Kept On Running…

Once heard never forgotten. The teenage voice of Stevie Winwood was one that could not be denied. It was also a sound very rarely off the radio in those golden pop years of the 1960s, as the lead vocal of The Spencer Davis Group.

Welsh guitarist Spencer Davis, who was originally from Swansea, moved to London, aged 16. He played in a few skiffle bands, and was heavily influenced by American Blues. In the early 60s, he was working as a teacher in Birmingham by day and playing small pub gigs at night.

Steve Winwood was born in Handsworth, Birmingham in 1948 and had learned piano at an early age. He also sang in the local choir. Steve and brother Muff – Mervyn to his mum – had been performing in jazz bands alongside their sax playing father from early age and also had their own band called ‘Johnny Star and The Planets’ whilst at school.

Brother Muff and Steve then worked locally as the Muff Woody Jazz band.  The vocal style of Windwood minor and the sound he made was way beyond his tender years however, and they became a very popular draw locally.

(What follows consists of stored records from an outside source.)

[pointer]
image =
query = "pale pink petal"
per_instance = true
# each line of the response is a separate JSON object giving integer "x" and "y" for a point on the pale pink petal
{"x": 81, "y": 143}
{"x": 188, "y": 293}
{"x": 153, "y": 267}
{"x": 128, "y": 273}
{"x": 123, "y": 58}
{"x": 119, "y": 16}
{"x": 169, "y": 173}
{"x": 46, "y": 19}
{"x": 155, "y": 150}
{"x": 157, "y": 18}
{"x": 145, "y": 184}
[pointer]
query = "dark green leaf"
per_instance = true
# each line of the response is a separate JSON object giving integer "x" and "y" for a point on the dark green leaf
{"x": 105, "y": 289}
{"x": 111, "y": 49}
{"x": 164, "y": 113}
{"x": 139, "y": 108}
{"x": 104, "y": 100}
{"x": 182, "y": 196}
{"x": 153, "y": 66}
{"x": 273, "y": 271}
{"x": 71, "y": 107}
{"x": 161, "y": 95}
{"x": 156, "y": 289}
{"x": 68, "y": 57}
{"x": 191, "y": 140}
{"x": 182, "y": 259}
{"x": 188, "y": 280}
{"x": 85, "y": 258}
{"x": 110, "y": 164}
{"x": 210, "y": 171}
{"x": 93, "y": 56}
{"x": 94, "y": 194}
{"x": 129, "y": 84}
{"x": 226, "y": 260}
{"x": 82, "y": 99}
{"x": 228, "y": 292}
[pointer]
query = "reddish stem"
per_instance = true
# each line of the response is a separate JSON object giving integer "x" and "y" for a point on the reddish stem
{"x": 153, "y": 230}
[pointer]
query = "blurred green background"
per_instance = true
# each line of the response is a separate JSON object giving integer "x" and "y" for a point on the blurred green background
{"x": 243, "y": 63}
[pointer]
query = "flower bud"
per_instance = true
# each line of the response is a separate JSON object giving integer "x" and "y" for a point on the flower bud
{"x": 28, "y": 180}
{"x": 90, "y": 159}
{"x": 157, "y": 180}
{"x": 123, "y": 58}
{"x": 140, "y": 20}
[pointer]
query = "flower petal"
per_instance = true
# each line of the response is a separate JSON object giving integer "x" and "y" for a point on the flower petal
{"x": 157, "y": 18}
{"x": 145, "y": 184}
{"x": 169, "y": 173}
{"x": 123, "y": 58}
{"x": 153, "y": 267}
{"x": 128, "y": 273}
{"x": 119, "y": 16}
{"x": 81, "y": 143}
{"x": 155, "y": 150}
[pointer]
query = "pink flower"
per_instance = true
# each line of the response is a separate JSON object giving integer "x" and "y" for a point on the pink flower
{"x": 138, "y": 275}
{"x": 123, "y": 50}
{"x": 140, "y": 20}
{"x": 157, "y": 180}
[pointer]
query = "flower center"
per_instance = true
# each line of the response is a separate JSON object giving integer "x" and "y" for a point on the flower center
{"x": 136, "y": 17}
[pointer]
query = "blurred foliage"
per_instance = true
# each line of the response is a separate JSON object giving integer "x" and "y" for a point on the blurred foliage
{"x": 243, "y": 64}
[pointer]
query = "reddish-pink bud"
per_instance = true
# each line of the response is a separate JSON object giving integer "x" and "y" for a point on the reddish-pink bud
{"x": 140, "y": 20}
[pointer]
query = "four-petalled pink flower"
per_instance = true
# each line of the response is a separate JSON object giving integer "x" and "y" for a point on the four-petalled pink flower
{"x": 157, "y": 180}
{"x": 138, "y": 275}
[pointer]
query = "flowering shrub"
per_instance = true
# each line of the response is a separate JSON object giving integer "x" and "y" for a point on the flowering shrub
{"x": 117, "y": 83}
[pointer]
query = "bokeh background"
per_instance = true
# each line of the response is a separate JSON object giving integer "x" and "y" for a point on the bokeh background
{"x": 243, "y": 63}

Davis said in 2015 ‘somebody said, go and see the Muff Wood Jazz Band.’ Sitting down at the piano was this young guy who played piano like Oscar Peterson and sang like Ray Charles. I said, ‘You, I want you in the band!’ He said, ‘I don’t have a driver’s license.’ I said, ‘don’t worry about that.’

They all teamed up in 1963 as the ‘Rhythm and Blues Quartette’ with Spencer on guitar, Steve on keys, Muff on bass, and all backed up by Pete York on drums, who was a stalwart of the Birmingham jazz scene. At the time of this formation, Steve Winwood was still only 14.

Chris Blackwell of Island Records, who was in town on a talent-spotting trip, picked up on them a few years later. He had been advised to check out Spencer and the brothers, and after doing so, immediately signed them up.

Muff suggested the new name of the Spencer Davis Group, thus putting the onus on Spencer to be the front man and handle all the press for the group.  They first released a cover of the John Lee Hooker song  ‘Dimples’ in 1964 and then they hit the top spot in the UK charts, at the tail end of 1965 with ‘Keep On Running’ written by Jackie Edwards.

Hitting the road hard, they toured relentlessly and all the while continued to release a great run of singles, right through 1966 and into 1967, creating a jazz and soul sound on tunes such as ‘Strong Love’ ‘Every Little Bit Hurts’ ‘Somebody Help Me’ (written by Jackie Edwards again)  ‘When I Come Home’  ‘Gimme Some Lovin’’ and the outstanding ‘I’m a Man’ which was written by Stevie and Brooklyn born Jimmy Miller, who was by now in the producers chair.

By the time of that release, it was really job done for the band, with US chart success achieved and all three of their early albums going top ten in the UK, Steve was ready to move on and brother Muff decided to go as well. They left together on 1st of April 1967.

Steve moved on to form Traffic in 1967 – also managed by Chris Blackwell – and in doing so, got away from the ‘pop’ arena and into a heavier musical scene. In the classic line up with him, were Jim Capaldi, Dave Mason and Chis Wood. Muff moved seamlessly into the music business itself, working as an A&R at Island Records.

A ‘new’ line up of the Spencer Davis group continued on with Phil Sawyer and Eddie Hardin joining up. They played on the soundtrack of the film ‘Here We Go Round The Mulberry Bush’ as well as appearing in the film. Traffic also appeared on the soundtrack.

The single ‘Time Seller’ was released in the summer of 1967 and a heavier psychedelic sound emerged from the new line up, but sadly, the hits dried up and despite more line up changes, it all came to an end in July 1969. As ever though, demand for a reunion was listened to and eventually Spencer took various versions of the group on countless tours over the intervening years. He died in California in late 2020 aged 81.

Muff worked at Island until 1978 and then joined CBS – later Sony – becoming a very respected A&R man. His most eye catching signings included the likes of Sade, Prefab Sprout, the Psychedelic Furs and Terence Trent D’Arby.

Steve Winwood of course, is still performing and is now a legendary music figure.